Removing comments... tokenize error

Tue Apr 12 12:57:53 EDT 2005

In analysing a very big application (pysol) made of almost
100 sources, I had the need to remove comments.

Removing the comments which take all the line is straightforward...

Instead for the embedded comments I used the tokenize module.

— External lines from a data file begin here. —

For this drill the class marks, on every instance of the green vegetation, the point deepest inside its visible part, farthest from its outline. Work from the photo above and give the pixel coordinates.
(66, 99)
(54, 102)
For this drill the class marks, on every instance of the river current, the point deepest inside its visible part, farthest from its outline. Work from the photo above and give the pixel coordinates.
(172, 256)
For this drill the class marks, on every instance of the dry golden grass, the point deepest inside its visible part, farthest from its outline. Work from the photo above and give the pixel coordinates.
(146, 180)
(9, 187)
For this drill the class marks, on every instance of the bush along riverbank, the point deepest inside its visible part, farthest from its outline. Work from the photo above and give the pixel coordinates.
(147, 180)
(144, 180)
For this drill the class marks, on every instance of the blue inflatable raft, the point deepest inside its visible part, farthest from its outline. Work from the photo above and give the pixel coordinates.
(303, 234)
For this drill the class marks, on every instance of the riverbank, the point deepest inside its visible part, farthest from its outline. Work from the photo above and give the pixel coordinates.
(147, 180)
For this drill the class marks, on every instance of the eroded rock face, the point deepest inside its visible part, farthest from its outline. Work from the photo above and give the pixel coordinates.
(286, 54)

To my surprise the analysed output is different from the input
(the last tuple element should exactly replicate the input line)
The error comes out in correspondance of a triple string.
I don't know if this has already been corrected (I use Python 2.3)
or perhaps is a mistake on my part...

Next you find the script I use to replicate the strange behaviour:

import tokenize

Input = "pippo1"     
Output = "pippo2"     

f = open(Input)
fOut=open(Output,"w")

nLastLine=0
for i in tokenize.generate_tokens(f.readline):
.   if nLastLine != (i[2])[0]:   # the 3rd element of the tuple is
.   .   nLastLine = (i[2])[0]    # (startingRow, startingCol)
.   .   fOut.write(i[4])

f.close()
fOut.close()

The file to be used (pippo1) contains an extract:

class SelectDialogTreeData:
.   img = None
.   def __init__(self):
.   .   self.tree_xview = (0.0, 1.0)
.   .   self.tree_yview = (0.0, 1.0)
.   .   if self.img is None:
.   .   .   SelectDialogTreeData.img = (makeImage(dither=0, data="""
R0lGODlhEAAOAPIFAAAAAICAgMDAwP//AP///4AAAAAAAAAAACH5BAEAAAUALAAAAAAQAA4AAAOL
WLrcGxA6FoYYYoRZwhCDMAhDFCkBoa6sGgBFQAzCIAzCIAzCEACFAEEwEAwEA8FAMBAEAIUAYSAY
CAaCgWAgGAQAhQBBMBAMBAPBQDAQBACFAGEgGAgGgoFgIBgEAAUBBAIDAgMCAwIDAgMCAQAFAQQD
AgMCAwIDAgMCAwEABSaiogAKAKeoqakFCQA7"""), makeImage(dither=0, data="""
R0lGODlhEAAOAPIFAAAAAICAgMDAwP//AP///4AAAAAAAAAAACH5BAEAAAUALAAAAAAQAA4AAAN3
WLrcHBA6Foi1YZZAxBCDQESREhCDMAiDcFkBUASEMAiDMAiDMAgBAGlIGgQAgZeSEAAIAoAAQTAQ
DAQDwUAwAEAAhQBBMBAMBAPBQBAABACFAGEgGAgGgoFgIAAEAAoBBAMCAwIDAgMCAwEAAApERI4L
jpWWlgkAOw=="""), makeImage(dither=0, data="""
R0lGODdhEAAOAPIAAAAAAAAAgICAgMDAwP///wAAAAAAAAAAACwAAAAAEAAOAAADTii63DowyiiA
GCHrnQUQAxcQAAEQgAAIg+MCwkDMdD0LgDDUQG8LAMGg1gPYBADBgFbs1QQAwYDWBNQEAMHABrAR
BADBwOsVAFzoqlqdAAA7"""), makeImage(dither=0, data="""
R0lGODdhEAAOAPIAAAAAAAAAgICAgMDAwP8AAP///wAAAAAAACwAAAAAEAAOAAADVCi63DowyiiA
GCHrnQUQAxcUQAEUgAAIg+MCwlDMdD0LgDDQBE3UAoBgUCMUCDYBQDCwEWwFAUAwqBEKBJsAIBjQ
CDRCTQAQDKBQAcDFBrjf8Lg7AQA7"""))   

The output of tokenize (pippo2) gives instead:   

class SelectDialogTreeData:
.   img = None
.   def __init__(self):
.   .   self.tree_xview = (0.0, 1.0)
.   .   self.tree_yview = (0.0, 1.0)
.   .   if self.img is None:
.   .   .   SelectDialogTreeData.img = (makeImage(dither=0, data="""
AgMCAwIDAgMCAwEABSaiogAKAKeoqakFCQA7"""), makeImage(dither=0, data="""
jpWWlgkAOw=="""), makeImage(dither=0, data="""
BADBwOsVAFzoqlqdAAA7"""), makeImage(dither=0, data="""
CDRCTQAQDKBQAcDFBrjf8Lg7AQA7"""))

... with a big difference! Why?